BM If you think it’s big now, you haven’t seen anything yet. We were directly involved with the development and beta testing of the electronic filing system at the start. We had high hopes for it when it was first launched in 2014. Unfortunately, there were so many attempts to file Form 4 applications that the system crashed! With the new system finally online, the ATF will no longer need to hand-enter the information from applications into their computers. Initially, the only difference our customers will notice is that they will need to log into the ATF website to create a user account and get a unique pin number to identify themselves to the ATF throughout the application process. Naturally, we’ll walk customers through the ATF website on the phone if they need our help. On the back end, customers should see greatly reduced wait times for approvals. If the past is any indication of the future, the online applications will get processed faster right away. Then we’ll see a reduction in the time needed to process old-fashioned paper applications. As more and more applications are submitted digitally, it will surely reduce the volume of paper applications. It takes less time for the ATF staff to work through a small pile of paper applications than a big pile.
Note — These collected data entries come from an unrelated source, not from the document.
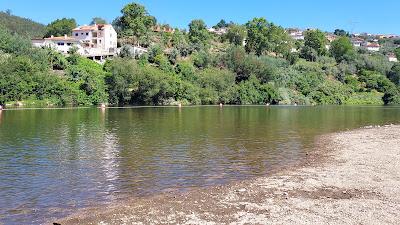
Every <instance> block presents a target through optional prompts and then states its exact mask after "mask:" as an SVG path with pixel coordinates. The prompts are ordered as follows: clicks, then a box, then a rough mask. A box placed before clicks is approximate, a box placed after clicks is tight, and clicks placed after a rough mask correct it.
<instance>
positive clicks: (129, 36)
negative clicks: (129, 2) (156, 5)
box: [116, 3, 157, 43]
mask: <svg viewBox="0 0 400 225" xmlns="http://www.w3.org/2000/svg"><path fill="white" fill-rule="evenodd" d="M121 13H122V16H121V17H119V18H118V20H117V21H116V24H117V25H118V27H119V28H120V29H121V32H122V34H121V35H122V36H124V37H132V38H133V39H134V42H135V43H139V40H140V39H141V38H142V37H143V36H146V35H147V33H148V32H149V31H150V29H151V27H152V26H154V25H156V23H157V21H156V19H155V17H153V16H150V15H149V13H148V12H147V10H146V8H145V7H144V6H142V5H140V4H137V3H130V4H128V5H126V6H125V7H124V8H123V9H122V10H121Z"/></svg>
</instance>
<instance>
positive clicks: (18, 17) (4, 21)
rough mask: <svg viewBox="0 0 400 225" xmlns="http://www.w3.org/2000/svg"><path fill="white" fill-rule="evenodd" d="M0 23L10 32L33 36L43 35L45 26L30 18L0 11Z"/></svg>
mask: <svg viewBox="0 0 400 225" xmlns="http://www.w3.org/2000/svg"><path fill="white" fill-rule="evenodd" d="M0 25H3V26H5V27H6V28H7V29H9V30H10V31H11V32H12V33H17V34H19V35H22V36H25V37H29V38H34V37H43V35H44V34H45V29H46V26H45V25H43V24H40V23H37V22H34V21H32V20H30V19H26V18H22V17H18V16H14V15H9V14H7V13H5V12H0Z"/></svg>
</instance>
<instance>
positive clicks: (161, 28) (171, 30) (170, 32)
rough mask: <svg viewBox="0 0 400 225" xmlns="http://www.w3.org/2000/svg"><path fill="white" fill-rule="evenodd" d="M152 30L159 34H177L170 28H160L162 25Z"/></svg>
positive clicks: (174, 29) (162, 27) (160, 27)
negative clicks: (174, 33) (165, 33)
mask: <svg viewBox="0 0 400 225" xmlns="http://www.w3.org/2000/svg"><path fill="white" fill-rule="evenodd" d="M152 30H153V31H154V32H157V33H159V32H166V33H174V32H175V29H174V28H171V27H169V26H160V25H156V26H154V27H152Z"/></svg>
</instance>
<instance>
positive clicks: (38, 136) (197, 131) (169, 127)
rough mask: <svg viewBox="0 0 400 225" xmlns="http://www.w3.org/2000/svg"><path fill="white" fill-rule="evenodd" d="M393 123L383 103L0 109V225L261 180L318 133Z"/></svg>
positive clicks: (393, 113)
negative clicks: (229, 184) (71, 108)
mask: <svg viewBox="0 0 400 225" xmlns="http://www.w3.org/2000/svg"><path fill="white" fill-rule="evenodd" d="M399 122H400V107H383V106H316V107H303V106H269V107H268V106H224V107H219V106H201V107H183V108H177V107H134V108H108V109H103V110H102V109H97V108H73V109H29V110H5V111H0V143H1V144H0V224H1V223H5V224H40V223H42V222H43V221H45V220H47V219H49V218H53V217H55V218H58V217H62V216H65V215H68V214H69V213H73V212H76V211H77V210H78V209H81V208H85V207H90V206H98V205H101V204H107V203H112V202H115V201H119V200H122V199H126V198H127V197H128V198H129V197H137V196H148V195H154V194H159V193H162V192H164V191H171V190H173V191H186V190H189V189H190V188H193V187H195V188H196V187H206V186H210V185H219V184H226V183H228V182H232V181H237V180H242V179H247V178H251V177H254V176H262V175H268V174H269V173H271V172H272V171H274V170H277V169H282V168H285V167H288V166H290V165H292V164H295V163H296V162H298V161H299V160H301V159H302V158H304V156H305V155H306V153H307V152H308V151H310V150H311V149H312V148H313V144H314V140H315V137H317V136H318V135H321V134H326V133H331V132H336V131H342V130H347V129H354V128H359V127H363V126H368V125H384V124H391V123H393V124H398V123H399Z"/></svg>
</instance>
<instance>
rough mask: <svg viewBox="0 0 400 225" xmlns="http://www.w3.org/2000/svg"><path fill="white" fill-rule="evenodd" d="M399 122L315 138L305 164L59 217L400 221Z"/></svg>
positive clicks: (94, 221)
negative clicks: (280, 170)
mask: <svg viewBox="0 0 400 225" xmlns="http://www.w3.org/2000/svg"><path fill="white" fill-rule="evenodd" d="M398 146H400V126H398V125H389V126H383V127H372V128H371V127H368V128H360V129H356V130H352V131H345V132H340V133H333V134H328V135H323V136H320V137H318V138H317V139H316V142H315V149H314V150H313V151H312V152H311V153H310V154H308V155H307V157H306V159H305V160H302V161H301V162H300V163H299V164H298V165H294V166H291V167H290V168H286V169H284V170H281V171H277V172H274V173H273V174H270V175H267V176H263V177H257V178H252V179H249V180H244V181H238V182H234V183H231V184H226V185H222V186H214V187H207V188H198V189H196V190H191V191H188V192H187V193H166V194H160V195H157V196H152V197H146V198H136V199H131V200H127V201H125V202H123V203H117V204H112V205H109V206H107V207H105V208H104V207H103V208H100V207H98V208H90V209H85V210H82V212H80V213H77V214H74V215H71V216H69V217H67V218H64V219H61V220H56V221H51V222H57V223H60V224H133V223H144V224H159V223H167V224H221V223H222V224H228V223H230V224H246V223H253V224H254V223H256V224H260V223H261V224H282V223H283V224H315V223H317V224H318V223H324V224H325V223H330V224H344V223H345V224H360V223H361V224H377V223H379V224H382V223H384V224H395V223H396V221H399V220H400V214H399V213H398V212H400V195H399V194H400V169H398V168H399V165H400V147H398Z"/></svg>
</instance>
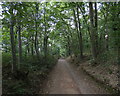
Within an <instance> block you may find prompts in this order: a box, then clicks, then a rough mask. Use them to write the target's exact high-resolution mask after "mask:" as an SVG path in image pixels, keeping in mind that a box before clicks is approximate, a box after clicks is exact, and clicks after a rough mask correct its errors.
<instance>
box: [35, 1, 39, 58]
mask: <svg viewBox="0 0 120 96" xmlns="http://www.w3.org/2000/svg"><path fill="white" fill-rule="evenodd" d="M38 9H39V6H38V3H36V18H35V30H36V33H35V52H36V54H37V58H38V59H39V50H38V39H37V36H38V28H37V27H38V23H37V19H38Z"/></svg>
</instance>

Reducing the ATF processing time was the one thing our customers wanted most, but it was something I had no direct control over. I could only influence the solution to this problem indirectly, mostly through lobbying Congress and advocating for increased funding for ATF to hire staff and reimplement the Form 4 e-filing system. After years of struggle, it seems like we’ve finally got over the last hurdle. Reducing the wait time is going to energize a lot of people to get their first silencer. Lots of people aren’t inclined to defray the enjoyment of their purchases for six months to a year and there are definitely some trust issues to address when someone else has your money and your silencer and all you’re left with is hopes for a good outcome. With my company South Dakota Silencer, then Dakota Silencer, and now Silencer Central, I strove to be forthright and transparent in our dealings with customers, and the ATF too, and it paid off. I earned their trust with years of work and it remains our most valuable company asset.